A América Latina precisa também evitar o antiamericanismo de Hugo Chávez e, de acordo com a “Economist”, o país com mais chance de neutralizar esse “nonsense” é o Brasil. Por outro lado, os Estados Unidos também precisam mudar a atitude com que sempre trataram os países do sul do continente. O muro separando os Estados Unidos do México é o exemplo desse erro de ver os riscos e não as oportunidades na relação com os vizinhos. O país deveria construir pontes, diz a revista, até pelo dinamismo econômico da região.

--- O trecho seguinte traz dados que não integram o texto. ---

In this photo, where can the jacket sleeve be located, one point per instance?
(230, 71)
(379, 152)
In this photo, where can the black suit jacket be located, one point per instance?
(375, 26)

A reportagem foi feita a propósito dos 200 anos de independência de vários países hispânicos que se comemora em 2010. A nossa independência, como se sabe, veio depois, teve outro caminho.

Mas este momento que o Brasil vive não é muito diferente do que é vivido pela maioria dos outros países latinoamericanos. Nas suas vantagens, acertos, riscos e erros. A fórmula é não errar velhos erros e fortalecer os acertos das últimas duas décadas.

Porque crises como a de 2008/2009 sempre acontecem.

É preciso se preparar para os sustos como o daquele 15 de setembro que ainda não foi digerido por inúmeras economias.